The hopper dredge Dodge Island will continue pulling sand from Jay Bird Shoals and Great Lakes Dredge and Dock has until Wednesday, May 26, to get pipelines and heavy equipment off the beach.
The Ohio, the larger of the two dredges, shut down Monday, said Town Manager David Kelly. Great Lakes was more than two months behind on the $16-million job when it brought in the Dodge Island to help with the job. Dredging was originally scheduled to finish the first of May, when threatened and endangered sea turtles begin coming ashore to lay their nests. State and federal regulators have agreed to two extensions with the understanding that sea turtle experts will watch out for the reptiles all night and shut down the work if they spot any turtles.

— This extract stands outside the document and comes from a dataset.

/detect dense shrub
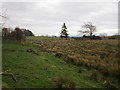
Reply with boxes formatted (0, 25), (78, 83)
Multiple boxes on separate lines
(2, 27), (11, 40)
(2, 27), (34, 41)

As of press time, Kelly said the job was roughly 90-percent completed and he expected the contractor to finish the work - or at least bring sand within 200-300 feet of Middleton Avenue which is the contracted target.
The contractor must pay up to $4,000 a day for every day that the work goes unfinished, town officials said.
The biggest cost to the contractor would not be those agreed-to “liquidated damages:” it would be the cost to bring a dredge vessel and associated equipment to Oak Island for a second time in the winter of 2021-2022, which is called “mobilization costs.”
The work is creating a dune roughly seven feet tall and 10-feet wide to replace hurricane losses.
Kelly said town council would hold a special meeting to discuss sand on Thursday, May 27, at 10 a.m.
Beach-goers should stay clear of the work zone and cross the pipeline only at designated walkovers. It is important that visitors not attempt to cross the dunes except at spots marked with posts and ropes.